Romero se prestaría, si hubiera tiempo para leer toda su obra, como ejemplar de una teoría del error en la crítica, tarea tanto más apasionante porque sólo en los Ensayos literarios seleccionados por Candido, aún si ignorásemos su leyenda negra, es difícil hallar algo que subrayar. Con las mismas palabras que Vicente Riva Palacio en el México de aquella época del siglo XIX, Romero alertó sobre lo peligroso que era hacer crítica en nuestros países y él mismo fue para los brasileños lo que Francisco Pimentel para los mexicanos, el afanoso buscador, en las teorías europeas, de alguna explicación del enigma de nuestras naciones. Pimentel, en 1885, dizque fundó el “eclecticismo”, un positivismo con las uñas limadas para no rasguñar al clero, mientras que el brasileño, influido por Taine como era menester, se hizo apadrinar por un tal Thomas Buckle, autor de una descomunal explicación sociológica de la humanidad y buen ajedrecista, al parecer. A diferencia del mexicano Pimentel, hombre crepuscular como debíamos serlo acá, entiéndase recatado, Romero fue un “hombre cordial” en el sentido brasileño de la palabra, es decir, alguien a quien domina el corazón antes que el raciocinio.

“Al ladrón, al ladrón” no queda sino gritar cuando Romero regaña al anticuado Sainte–Beuve en 1882 por haber sido indiferente al genio de Balzac, que los naturalistas pregonaban en aquel fin de siglo. No fue, debe reconocérsele a Romero, obsequioso en sus admiraciones y a Zola lo regañó por menospreciar a Baudelaire. Estuvo un par de meses en Europa Romero y regresó enfermo, desencantado del Viejo Mundo, quién sabe por qué. Enviudó dos veces Romero, profesor al servicio del Estado, liberal y republicano con gran ansiedad política por figurar en el parlamento. Como buen brasileño se aficionó a la ciencia como hada madrina, pregonando que contra la alcahuatería psicológica a lo Sainte–Beuve, “el fin de la nueva crítica debe ser dilucidar y sacar conclusiones; dilucidar la formación de las corrientes literarias y artísticas, y sacar conclusiones de ellas para beneficio de todos en función del futuro…”

Utilitarista y sociologizante, Romero acabó por ser de mayor importancia para la comprensión de la naturaleza social de su patria que para el discernimiento de sus letras. Su preciso reconocimiento del mestizaje –visto como una fatalidad de la evolución e inspirado como tantos decimonónicos, en la obra racista del conde de Gobineau– fue su gran contribución, sin la cual Gilberto Freyre no hubiera llegado a su exaltación de la negritud (pues Romero y él despreciaban al indio) en Casa–grande y Senzala (1933), la gran obra de una literatura tan teñida de antropología o una antropología tan sometida a la literatura, como la brasileña.
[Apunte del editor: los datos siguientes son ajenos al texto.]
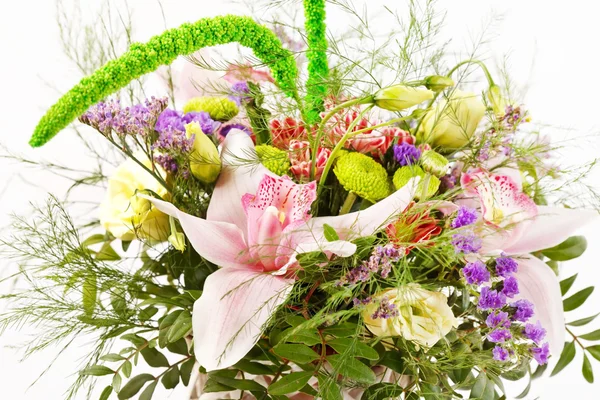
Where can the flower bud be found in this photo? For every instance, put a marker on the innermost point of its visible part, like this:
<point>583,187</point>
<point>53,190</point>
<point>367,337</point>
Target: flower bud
<point>400,97</point>
<point>437,83</point>
<point>497,101</point>
<point>434,163</point>
<point>204,159</point>
<point>452,122</point>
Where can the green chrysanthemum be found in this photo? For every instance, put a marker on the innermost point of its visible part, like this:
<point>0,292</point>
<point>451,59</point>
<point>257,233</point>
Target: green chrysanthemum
<point>274,159</point>
<point>404,174</point>
<point>220,108</point>
<point>362,175</point>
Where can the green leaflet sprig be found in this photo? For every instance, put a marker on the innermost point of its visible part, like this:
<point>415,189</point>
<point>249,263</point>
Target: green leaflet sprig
<point>318,69</point>
<point>163,50</point>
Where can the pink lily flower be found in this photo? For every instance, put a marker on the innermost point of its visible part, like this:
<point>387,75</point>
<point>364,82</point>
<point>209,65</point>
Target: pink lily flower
<point>256,225</point>
<point>516,226</point>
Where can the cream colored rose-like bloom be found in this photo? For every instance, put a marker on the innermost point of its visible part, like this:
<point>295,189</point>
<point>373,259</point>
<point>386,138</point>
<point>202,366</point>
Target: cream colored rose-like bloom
<point>423,317</point>
<point>124,214</point>
<point>452,122</point>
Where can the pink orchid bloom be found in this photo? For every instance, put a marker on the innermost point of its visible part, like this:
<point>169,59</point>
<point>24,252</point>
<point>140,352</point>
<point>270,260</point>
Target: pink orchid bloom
<point>256,225</point>
<point>516,226</point>
<point>301,160</point>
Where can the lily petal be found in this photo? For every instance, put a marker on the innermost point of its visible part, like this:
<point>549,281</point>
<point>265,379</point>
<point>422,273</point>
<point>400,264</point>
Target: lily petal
<point>539,285</point>
<point>239,175</point>
<point>219,242</point>
<point>229,316</point>
<point>552,226</point>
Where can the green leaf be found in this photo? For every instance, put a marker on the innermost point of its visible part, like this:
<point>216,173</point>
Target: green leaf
<point>154,358</point>
<point>588,372</point>
<point>330,233</point>
<point>329,389</point>
<point>381,391</point>
<point>577,299</point>
<point>290,383</point>
<point>90,294</point>
<point>127,368</point>
<point>483,388</point>
<point>592,336</point>
<point>298,353</point>
<point>107,253</point>
<point>117,382</point>
<point>149,391</point>
<point>393,360</point>
<point>181,326</point>
<point>96,370</point>
<point>106,393</point>
<point>566,284</point>
<point>571,248</point>
<point>344,329</point>
<point>308,337</point>
<point>566,357</point>
<point>185,371</point>
<point>112,357</point>
<point>134,385</point>
<point>171,378</point>
<point>583,321</point>
<point>352,368</point>
<point>594,351</point>
<point>353,348</point>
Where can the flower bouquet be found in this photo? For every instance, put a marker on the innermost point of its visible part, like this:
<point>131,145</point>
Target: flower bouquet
<point>304,235</point>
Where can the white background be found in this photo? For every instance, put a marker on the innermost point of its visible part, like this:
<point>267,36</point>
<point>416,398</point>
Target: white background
<point>553,55</point>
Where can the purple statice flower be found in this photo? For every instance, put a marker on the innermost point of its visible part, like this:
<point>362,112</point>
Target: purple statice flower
<point>466,243</point>
<point>385,310</point>
<point>465,216</point>
<point>207,124</point>
<point>511,287</point>
<point>476,273</point>
<point>170,118</point>
<point>491,299</point>
<point>406,154</point>
<point>499,319</point>
<point>523,310</point>
<point>239,91</point>
<point>506,266</point>
<point>534,332</point>
<point>500,353</point>
<point>541,354</point>
<point>227,128</point>
<point>499,335</point>
<point>361,302</point>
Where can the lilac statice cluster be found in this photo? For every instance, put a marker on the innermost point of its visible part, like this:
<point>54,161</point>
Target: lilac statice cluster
<point>385,310</point>
<point>406,154</point>
<point>466,242</point>
<point>464,216</point>
<point>178,120</point>
<point>139,120</point>
<point>505,320</point>
<point>381,260</point>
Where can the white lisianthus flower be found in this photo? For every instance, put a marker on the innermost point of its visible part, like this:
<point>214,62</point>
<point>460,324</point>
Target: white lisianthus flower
<point>412,312</point>
<point>125,214</point>
<point>452,122</point>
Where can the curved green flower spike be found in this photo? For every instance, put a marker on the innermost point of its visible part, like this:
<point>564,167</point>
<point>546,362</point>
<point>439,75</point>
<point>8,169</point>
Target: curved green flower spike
<point>163,50</point>
<point>318,69</point>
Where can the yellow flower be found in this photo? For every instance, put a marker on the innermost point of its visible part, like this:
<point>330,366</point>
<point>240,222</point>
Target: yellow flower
<point>399,97</point>
<point>126,215</point>
<point>422,316</point>
<point>204,160</point>
<point>451,123</point>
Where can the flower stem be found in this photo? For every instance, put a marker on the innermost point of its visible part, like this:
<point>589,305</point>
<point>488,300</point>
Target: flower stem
<point>348,203</point>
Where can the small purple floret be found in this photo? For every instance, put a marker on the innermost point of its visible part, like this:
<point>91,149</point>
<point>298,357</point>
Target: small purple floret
<point>476,273</point>
<point>406,154</point>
Acaso por ello, el magnífico J.G. Merquior me dijo una vez, mientras meditaba si le proponía o no al Fondo de Cultura Económica su Esthétique de Lévi–Strauss (1977), que el antropólogo francés era el único verdaderamente grande entre los escritores brasileños. Tardé muchos años en entender la boutade del embajador políglota.

Siempre que se habla de “nueva crítica”, pues hasta Sílvio Romero clamó por ella, más vale sacar el paraguas. Así lo hizo Sainte–Beuve mismo, retado a duelo cuando amenazaba lluvia sobre el campo de honor: “Prefiero morir que mojarme”.